JpGU-AGU Joint Meeting 2017

講演情報

[EE] 口頭発表

セッション記号 P (宇宙惑星科学) » P-EM 太陽地球系科学・宇宙電磁気学・宇宙環境

[P-EM13] [EE] Exploring space plasma processes with Magnetospheric Multiscale (MMS) mission

2017年5月20日(土) 15:30 〜 17:00 201A (国際会議場 2F)

コンビーナ:長谷川 洋(宇宙航空研究開発機構宇宙科学研究所)、Thomas Earle Moore(NASA Goddard Space Flight Ctr)、Benoit Lavraud(IRAP)、銭谷 誠司(自然科学研究機構国立天文台)、座長:Lavraud Benoit(IRAP, University of Toulouse)

16:00 〜 16:15

[PEM13-15] Large-scale context of a magnetopause Kelvin-Helmholtz event observed by the MMS spacecraft on 8 September 2015

*長谷川 洋1中村 琢磨2北村 成寿1Giles Barbara3Russell Christopher4Khotyaintsev Yuri5Ergun Robert6斎藤 義文1 (1.宇宙航空研究開発機構宇宙科学研究所、2.オーストリア科学アカデミー宇宙科学研究所、3.NASAゴダード宇宙飛行センター、4.カリフォルニア大学ロサンゼルス校、5.スウェーデン宇宙物理研究所、6.コロラド大学)

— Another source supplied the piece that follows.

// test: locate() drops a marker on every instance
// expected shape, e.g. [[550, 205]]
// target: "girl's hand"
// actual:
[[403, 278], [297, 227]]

キーワード:magnetopause, Kelvin-Helmholtz instability, magnetic reconnection, plasma transport, plasma turbulence, ionospheric plasma

The Kelvin-Helmholtz (KH) instability is known to grow along the Earth’s magnetopause, but its role in transporting solar wind mass and energy into the magnetosphere is not fully understood. On 8 September 2015, the Magnetospheric Multiscale (MMS) spacecraft, located at the postnoon magnetopause, encountered thin low-shear current sheets at the trailing edge of the KH waves, where KH-induced reconnection, one of the plasma transport processes, was occurring [Eriksson et al., 2016; Li et al., 2016]. The event occurred during a prolonged period of northward interplanetary magnetic field, and was characterized by an extended region of the low-latitude boundary layer (LLBL) immediately earthward of the KH unstable magnetopause, which appeared to have been formed through magnetopause reconnection poleward of the cusp. In this LLBL, MMS observed plasma turbulence, another agent for the plasma transport [Stawarz et al., 2016], and cold electrons possibly of ionosphere origin [Wilder et al., 2016], despite that magnetic field lines threading the LLBL would have been detached from the ionosphere a few tens of minute before the observation. In the present study, we revisit this KH-wave event and address the questions of how the KH instability got excited, how the current sheets at the KH wave trailing edges were generated, what is the origin of the turbulence seen within the KH vortices, and how the cold plasma populations got access to and reached the LLBL. Our analysis suggests that MMS was not at most KH-unstable latitudes but on their southern side, and the observed current sheets with a systematic pattern of magnetic field variations result from three-dimensional development of the KH instability.

References:
Eriksson, S., B. Lavraud, F. D. Wilder, et al., Magnetospheric Multiscale observations of magnetic reconnection associated with Kelvin-Helmholtz waves, Geophys. Res. Lett., 43, 5606-5615, doi:10.1002/2016GL068783, 2016.
Li, W., M. Andre, Yu. V. Khotyaintsev, et al., Kinetic evidence of magnetic reconnection due to Kelvin-Helmholtz waves, Geophys. Res. Lett., 43, 5635-5643, doi:10.1002/2016GL069192, 2016.
Stawarz, J. E., S. Eriksson, F. D. Wilder, et al., Observations of turbulence in a Kelvin-Helmholtz event on 8 September 2015 by the Magnetospheric Multiscale mission, J. Geophys. Res. Space Physics, 121, doi:10.1002/2016JA023458, 2016.
Wilder, F. D., R. E. Ergun, S. J. Schwartz, et al., Observations of large-amplitude, parallel, electrostatic waves associated with the Kelvin-Helmholtz instability by the Magnetospheric Multiscale mission, Geophys. Res. Lett., 43, 8859-8866, doi:10.1002/2016GL070404, 2016.